Link here: https://americankratom.salsalabs.org/SenateFollowUpPhoneCalls/index.html?eType=EmailBlastContent&eId=d624356f-1ec3-4b15-b772-af48db4eb8c7

STEP TWO:

When prompted, please enter your phone number and the system will call you and connect you with your Senator.

When connected, please let them know that you are opposed to the SITSA Bill and that the U.S. Senate must hold hearings and consider needed amendments to ensure a host of unintended and potentially harmful provisions are not part of a final opioid bill. We have provided several talking points for reference during the call.

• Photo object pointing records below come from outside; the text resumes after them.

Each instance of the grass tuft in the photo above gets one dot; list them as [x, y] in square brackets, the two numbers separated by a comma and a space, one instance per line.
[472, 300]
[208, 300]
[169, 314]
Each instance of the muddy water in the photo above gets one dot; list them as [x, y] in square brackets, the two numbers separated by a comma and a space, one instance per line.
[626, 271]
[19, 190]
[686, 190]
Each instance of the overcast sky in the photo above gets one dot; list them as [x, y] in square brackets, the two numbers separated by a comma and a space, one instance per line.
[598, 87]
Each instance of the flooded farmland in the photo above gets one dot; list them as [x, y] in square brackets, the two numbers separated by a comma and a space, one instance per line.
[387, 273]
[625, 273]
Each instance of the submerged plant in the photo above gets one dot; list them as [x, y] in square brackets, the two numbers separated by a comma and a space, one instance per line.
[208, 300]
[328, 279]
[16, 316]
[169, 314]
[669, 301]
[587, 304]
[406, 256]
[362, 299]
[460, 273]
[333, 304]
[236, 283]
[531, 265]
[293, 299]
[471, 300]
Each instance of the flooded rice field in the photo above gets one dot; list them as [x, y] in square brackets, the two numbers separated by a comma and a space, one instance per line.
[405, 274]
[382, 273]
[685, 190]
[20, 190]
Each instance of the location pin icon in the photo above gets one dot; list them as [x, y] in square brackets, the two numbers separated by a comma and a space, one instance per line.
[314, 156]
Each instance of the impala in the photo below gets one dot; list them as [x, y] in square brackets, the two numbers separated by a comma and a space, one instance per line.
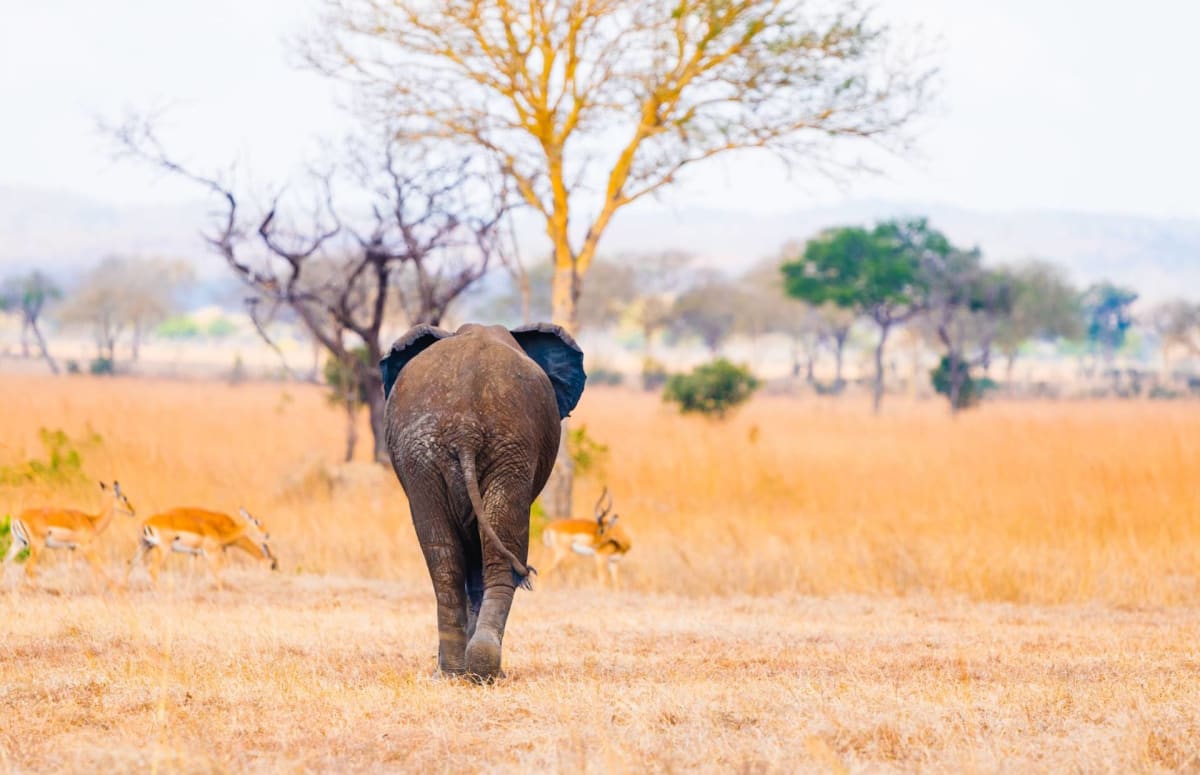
[65, 529]
[599, 538]
[201, 533]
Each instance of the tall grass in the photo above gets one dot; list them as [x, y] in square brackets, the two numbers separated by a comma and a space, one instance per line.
[1018, 502]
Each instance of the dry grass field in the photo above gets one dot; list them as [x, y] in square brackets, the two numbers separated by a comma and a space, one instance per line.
[810, 589]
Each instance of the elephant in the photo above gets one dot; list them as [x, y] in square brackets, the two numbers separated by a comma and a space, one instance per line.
[473, 422]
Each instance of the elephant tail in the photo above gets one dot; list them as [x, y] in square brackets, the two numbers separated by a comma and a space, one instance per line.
[521, 572]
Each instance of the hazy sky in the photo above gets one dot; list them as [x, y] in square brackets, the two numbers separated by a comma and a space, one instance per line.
[1071, 104]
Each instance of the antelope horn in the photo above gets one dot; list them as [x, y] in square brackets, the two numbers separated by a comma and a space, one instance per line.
[597, 511]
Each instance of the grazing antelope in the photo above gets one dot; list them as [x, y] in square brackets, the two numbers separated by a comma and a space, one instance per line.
[65, 529]
[201, 533]
[599, 538]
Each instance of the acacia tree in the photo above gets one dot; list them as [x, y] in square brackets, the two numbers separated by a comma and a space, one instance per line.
[588, 106]
[1045, 306]
[1109, 317]
[1177, 324]
[432, 230]
[709, 311]
[29, 294]
[873, 272]
[965, 305]
[766, 308]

As always, please be polite and respectful.

STEP THREE:

Repeat the process to ensure that you contact both of your Senators.

Thank you for your willingness to help in the fight to protect kratom!

TALKING POINTS

  • Identify yourself as a constituent of your Senator and tell them the city where you live (the staff may ask for your zip code)

  • Explain to the staff that you are calling to let the Senator know that you are opposed to SITSA Bill (Stop the Importation and Trafficking of Synthetic Analogues Act) because, without an amendment excluding kratom, SITSA will give the Attorney General unfettered power to ban kratom without having to rely on any science.

  • Tell the staff the House is demanding SITSA be put back into H.R. 6 that was passed by the Senate without any Senate Hearing or input. Tell them you are strongly opposed to that demand from the House.

  • Tell the staffer that kratom has helped you (or someone you know) improve their overall health and well-being

  • Ask them to go to www.americankratom.org for more information.

  • Thank the staffer and the Senator for their service.

SITSA was part of the massive HR-6, which passed with a large majority in both the House in June and 99-1 by the Senate last week. According to a post on the AKA’s forum by the forum administrator itzatwist, “House Judiciary Committee Chairman Bob Goodlatte is demanding the U.S. Senate put SITSA back into the Senate Substitute H.R. 6, that passed on a vote of 99-1 in the U.S. Senate. Chairman Goodlatte is reportedly holding final passage of the opioid bill hostage UNLESS the Senate is willing to add the provisions of the SITSA bill back into H.R. 6 as it was passed by the House.”

For more on how SITSA could lead to a kratom ban, see the 6/28/18 Vice article “This Bill Could Give Jeff Sessions the Power to Ban Kratom”

But SITSA would also give unilateral drug “scheduling” powers to the Attorney General’s office, allowing the Department of Justice to outlaw substances and set penalties without oversight.

“The typical process, where there is scientific and public health input when deciding whether a drug should be scheduled or not, will be completely eroded,” says Michael Collins, deputy director at the Drug Policy Alliance. “Non-scientific people like the DEA will be making the decisions.”

Under the Controlled Substances Act, a hierarchical system put in place by the Nixon Administration in 1970, there are five brackets for drugs based on their potential for abuse. Schedule I, which covers the most “dangerous” drugs with no accepted medical benefits, includes LSD and marijuana. SITSA would create a sixth group, “Schedule A,” which stamps a temporary ban up to five years—which isn’t “subject to judicial review”—on any molecule that’s chemically similar to a drug that’s already banned and that the DOJ fears is even slightly psychoactive.

Any compound that merely resembles a banned drug and has “an actual or predicted stimulant, depressant, or hallucinogenic effect on the central nervous system” similar to a banned drug can be placed into the new Schedule A at AG Jeff Sessions’s discretion, which has many worried that SITSA could lead to a ban on substances like kava and, of course, kratom.